Ele chegou, como quem não queria mais voltar.
Sentou-se na poltrona, virou-a de frente para a janela e ficou um tempo ali, respirando o ar estagnado da própria casa.
Não havia pressa, mas havia urgência - aquela que vem quando a alma ameaça transbordar.
“Fica quieto”, disse, com olhos vidrados e uma cadeira de frente para a outra. “Preciso dizer tudo agora, antes que seja tarde e eu me arrependa.”
E começou.
Falou como quem abre um dique.
Disse das noites em claro, da falta de ar, do riso que virou vício, da fé que perdeu sabor.
Falou da culpa que não era dele, das palavras que morreram na garganta, das desculpas que aprendeu a pedir até quando não devia.
Falou como quem sangra devagar e, mesmo assim, não quer parar.
O tom subia, descia, quebrava.
“Você me fez pequeno”, murmurou. “Me fez acreditar que o amor era sobreviver ao medo. E eu, idiota, chamei isso de entrega.”

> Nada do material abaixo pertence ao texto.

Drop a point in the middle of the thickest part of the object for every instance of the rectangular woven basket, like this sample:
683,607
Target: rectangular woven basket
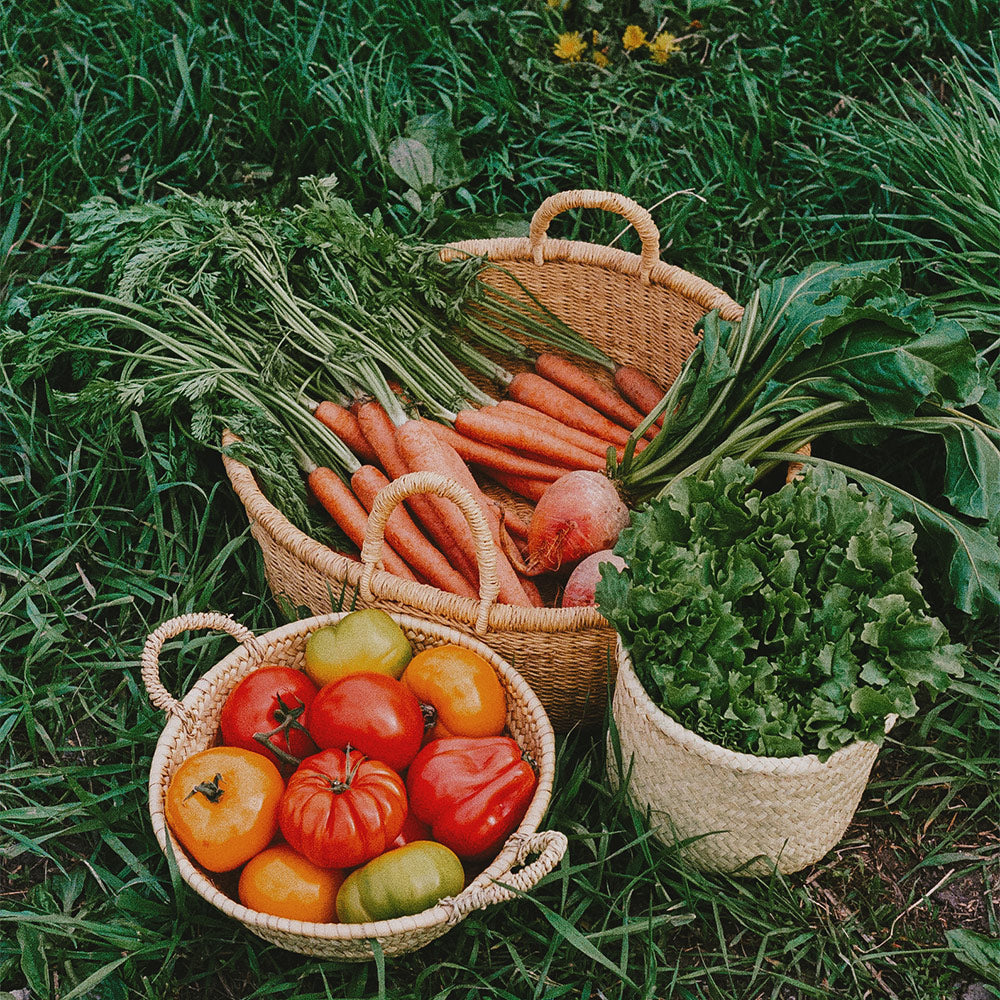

Em alguns instantes era só uma conversa, mas em alguns momentos parecia uma briga que aos poucos se tornava violenta, mas era ele que aumentava a voz e pedia que fosse ouvido ao menos essa vez, enquanto puxava o seu próprio colarinho – como se buscasse se sufocar ou respirar pela primeira vez.
Do outro lado, silêncio absoluto.
As horas escorreram entre frases e soluços contidos. Houve choro, muito choro. Mas nenhum lenço foi dado, não havia porque ter vergonha daquelas lágrimas que, enfim, estavam libertas.
Até que veio o cansaço.
Aquela exaustão que não vem do corpo, mas do que o corpo carrega.
Então ele parou.
Olhou para frente, com olhos úmidos, e pela primeira vez enxergou o que sempre esteve lá: o vazio.
A cadeira diante dele estava vazia.
Não havia ninguém.
Nunca houve.
Percebeu, enfim, que tudo o que precisava dizer não era para o outro, era para si.
Era o diálogo que evitou durante anos, o acerto de contas com o espelho.
Ficou ali, quieto.
A voz cansada, o coração limpo.
E pela primeira vez, o silêncio não doeu.
É estranha a sensação de conseguir se abraçar, mas foi ali que ele entendeu o que é ser o próprio abrigo.
Foi paz.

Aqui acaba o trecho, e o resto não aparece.